Recent work by a team of researchers from Oak Ridge National Laboratory (ORNL; Oak Ridge, Tenn.; www.ornl.gov) and the University of Tennessee (Knoxville; www.utk.edu) has brought cost-effective, fluorinated carbon molecular-sieve membranes within closer reach. To make the membrane, the researchers used a sol-gel polymerization process in which a fluorine-containing substrate that also contains nitrile and ether groups is polymerized using strong Brønsted acid (CF3SO3H) as a promoter/catalyst. The reaction is performed in a way that allows the scientists to regulate the size and thickness of the obtained polymer membrane. Subsequently, the polymer film is carbonized in a tubular oven at 500°C under a slow stream of nitrogen gas to generate the carbon molecular-sieve-based membrane, explains Ilja Popovs, ORNL Nanomaterials Chemistry Group scientist.

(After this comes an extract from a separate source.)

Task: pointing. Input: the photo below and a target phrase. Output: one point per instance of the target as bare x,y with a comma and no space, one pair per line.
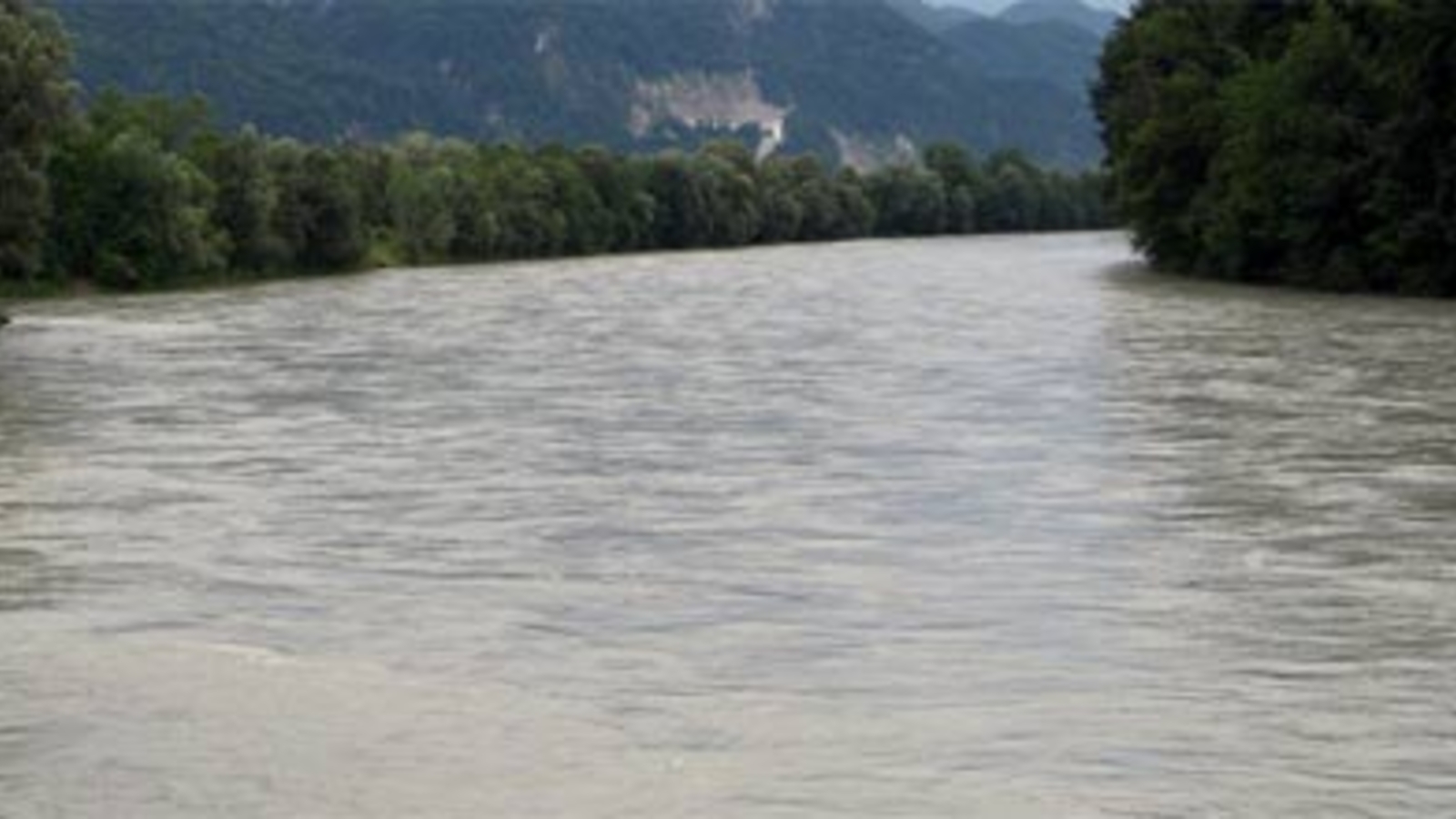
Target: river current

The high fluorine content in the polymer improves its ability to adsorb and separate CO2 from nitrogen and water vapor, which are prominent components of exhaust gas, Popovs adds.
By carefully controlling the carbonation temperature in the oven, the researchers were able to control the porosity of the membrane, which leads to greater permeability, but at the expense of selectivity. “We were able to identify a ‘sweet spot’ in the temperature and the thickness of membrane that provides the best combination of transport properties (permeability) and separation (selectivity),” Popovs reports.
The ORNL-led group demonstrated the effectiveness of their membrane on a gas stream of nitrogen, carbon dioxide and water, simulating industrial fluegas. The experimental results suggest the materials are “promising candidates for CO 2 separation.”